Cerca del centro el material en el disco, condensado en partículas pequeñas de roca y metal que chocaron y se adhirieron unas a otras, gradualmente se desarrolló en cuerpos más grandes llamados planetesimales. Mientras viajaron alrededor del centro, los grandes planetesimales arrastraron el material más pequeño en sus caminos, un proceso conocido como acreción. Con el tiempo estos cuerpos acrecidos se desarrollaron en los planetas terrestres. Los numerosos cráteres todavía evidentes en las superficies más viejas de algunos planetas se cree que fueron creados durante esta fase, cuando los planetas nacientes chocaron con otros cuerpos.
Más lejos del núcleo del disco, frías temperaturas dejaron no sólo roca y metal sino también hielo y gas por desarrollar.

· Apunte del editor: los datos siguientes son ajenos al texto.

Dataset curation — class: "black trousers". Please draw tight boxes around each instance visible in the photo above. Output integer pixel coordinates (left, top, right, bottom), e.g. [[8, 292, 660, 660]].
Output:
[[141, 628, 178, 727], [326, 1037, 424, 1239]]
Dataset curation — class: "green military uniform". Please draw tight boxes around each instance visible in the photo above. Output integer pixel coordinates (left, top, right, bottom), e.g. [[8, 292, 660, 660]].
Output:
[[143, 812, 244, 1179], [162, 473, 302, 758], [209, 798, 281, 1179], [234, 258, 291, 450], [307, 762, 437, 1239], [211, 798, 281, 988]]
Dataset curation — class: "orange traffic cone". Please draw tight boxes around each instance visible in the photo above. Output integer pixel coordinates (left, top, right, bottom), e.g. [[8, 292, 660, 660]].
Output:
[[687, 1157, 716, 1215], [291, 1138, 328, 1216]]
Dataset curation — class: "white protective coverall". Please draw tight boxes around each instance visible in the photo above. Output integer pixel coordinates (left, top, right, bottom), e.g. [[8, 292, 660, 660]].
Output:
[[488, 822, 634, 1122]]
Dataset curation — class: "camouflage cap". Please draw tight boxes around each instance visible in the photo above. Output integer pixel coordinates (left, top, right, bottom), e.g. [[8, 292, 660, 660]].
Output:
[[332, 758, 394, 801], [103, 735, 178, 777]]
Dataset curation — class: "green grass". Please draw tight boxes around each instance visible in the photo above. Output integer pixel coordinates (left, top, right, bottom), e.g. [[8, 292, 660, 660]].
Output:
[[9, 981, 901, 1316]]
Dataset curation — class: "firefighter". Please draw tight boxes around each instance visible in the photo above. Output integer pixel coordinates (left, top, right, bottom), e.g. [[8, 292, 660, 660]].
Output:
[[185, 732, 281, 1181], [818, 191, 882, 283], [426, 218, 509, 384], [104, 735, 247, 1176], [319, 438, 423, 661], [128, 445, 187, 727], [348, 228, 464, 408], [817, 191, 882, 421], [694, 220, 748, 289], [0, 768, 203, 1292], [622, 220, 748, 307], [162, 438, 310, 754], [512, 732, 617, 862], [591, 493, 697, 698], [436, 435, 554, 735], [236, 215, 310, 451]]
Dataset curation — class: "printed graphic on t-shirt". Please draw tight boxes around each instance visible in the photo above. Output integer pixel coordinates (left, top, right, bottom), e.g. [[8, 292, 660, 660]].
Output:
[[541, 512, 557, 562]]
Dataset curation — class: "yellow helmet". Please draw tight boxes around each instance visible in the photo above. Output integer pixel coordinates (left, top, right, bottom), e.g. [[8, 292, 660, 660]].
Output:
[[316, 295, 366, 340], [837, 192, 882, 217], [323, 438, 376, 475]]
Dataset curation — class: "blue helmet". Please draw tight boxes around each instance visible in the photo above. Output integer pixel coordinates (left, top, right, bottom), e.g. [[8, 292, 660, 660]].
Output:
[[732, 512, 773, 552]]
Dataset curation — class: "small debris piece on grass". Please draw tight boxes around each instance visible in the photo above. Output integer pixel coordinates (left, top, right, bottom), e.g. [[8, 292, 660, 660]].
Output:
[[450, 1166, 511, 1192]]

Estos materiales formaron pequeños remolinos en el disco giratorio que se desarrollaron en los planetas jovianos. Cada planeta joven tenía su propia nebulosa relativamente fría, de la cual se formaron sus satélites.

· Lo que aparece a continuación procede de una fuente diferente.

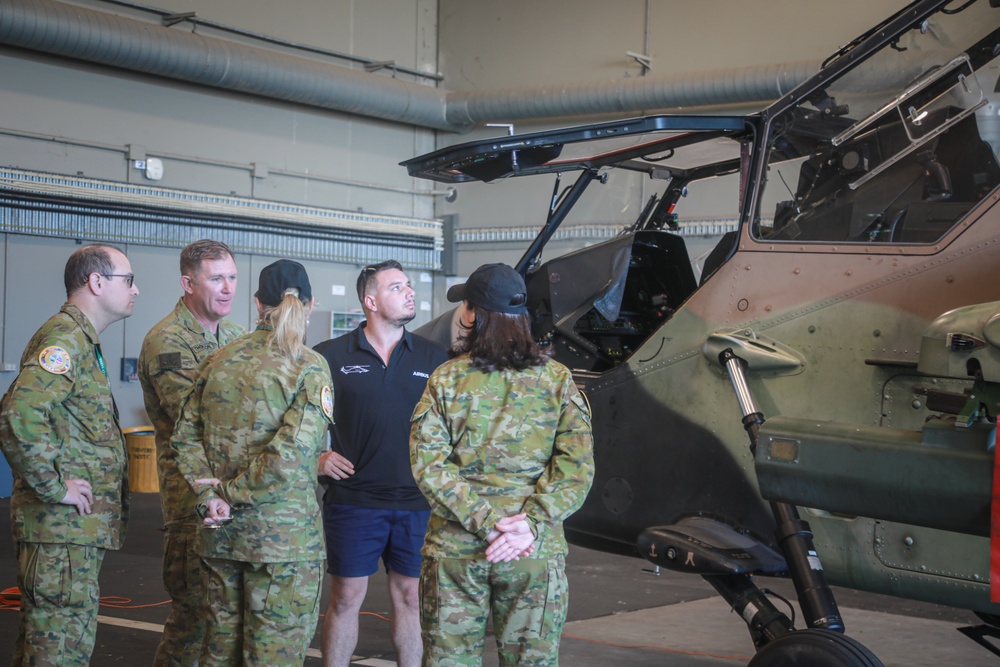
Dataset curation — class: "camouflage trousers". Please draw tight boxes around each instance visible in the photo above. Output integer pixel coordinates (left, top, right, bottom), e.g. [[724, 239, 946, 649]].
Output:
[[201, 558, 323, 667], [13, 542, 104, 667], [153, 521, 207, 667], [420, 557, 569, 667]]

En los planetas y en los satélites acrecidos, sus interiores se desarrollaron calientes y fundidos. En un proceso conocido como diferenciación, los materiales más pesados se hundieron en los centros, generando más calor en el proceso y formando gradualmente núcleos. En el caso de los planetas terrestres, se formaron mantos de roca alrededor de centros ricos en metal y fueron cubiertos por delgadas cortezas superficiales. Elementos ligeros escaparon de los interiores y formaron atmósferas y, en la Tierra, océanos.
Además del calor generado por la acreción y la diferenciación, los planetas y satélites tenían una tercera fuente de calor interior: la degeneración de ciertos elementos radiactivos en su interior. Desde su formación, muchas de las características físicas de los planetas han sido determinadas por la manera en que los cuerpos generaron y perdieron su calor interno. Por ejemplo, la descarga de calor interno explica la actividad volcánica y tectónica que forma las cortezas de los planetas terrestres.
Estos cuerpos tienen superficies sólidas que han preservado un registro de sus historias geológicas. En cuerpos menores tal como la Luna de la Tierra, Mercurio, Marte y los satélites de los planetas exteriores, el escape del calor interior a la superficie es relativamente rápido. Como resultado, la superficie inicialmente sufre rápidos y violentos cambios. Entonces, cuando la mayor parte del calor interior del cuerpo se ha dispersado, las características de la superficie se estabilizan y ésta queda en gran parte tranquila mientras el cuerpo envejece. Los cuerpos más grandes, como la Tierra y Venus, pierden su calor más despacio. De hecho, están todavía sometidos a las fuerzas del volcanismo y tectonismo. La topografía de los cuerpos terrestres que no tienen atmósferas ha sido causada, principalmente, por estas actividades volcánicas y tectónicas, combinadas con la formación de cráteres causados por impactos ocurridos durante la formación del Sistema Solar. Lo mismo se aplica para aquellos cuerpos terrestres que tienen atmósfera, pero su topografía ha sido modificada por la acción del viento y, en algunos casos, del agua.
La evolución de los planetas jovianos no puede ser reconstruida por el análisis de las características de su superficie ya que no tienen superficies sólidas. Estos planetas son tan grandes que mucho de su calor interior está todavía por ser liberado.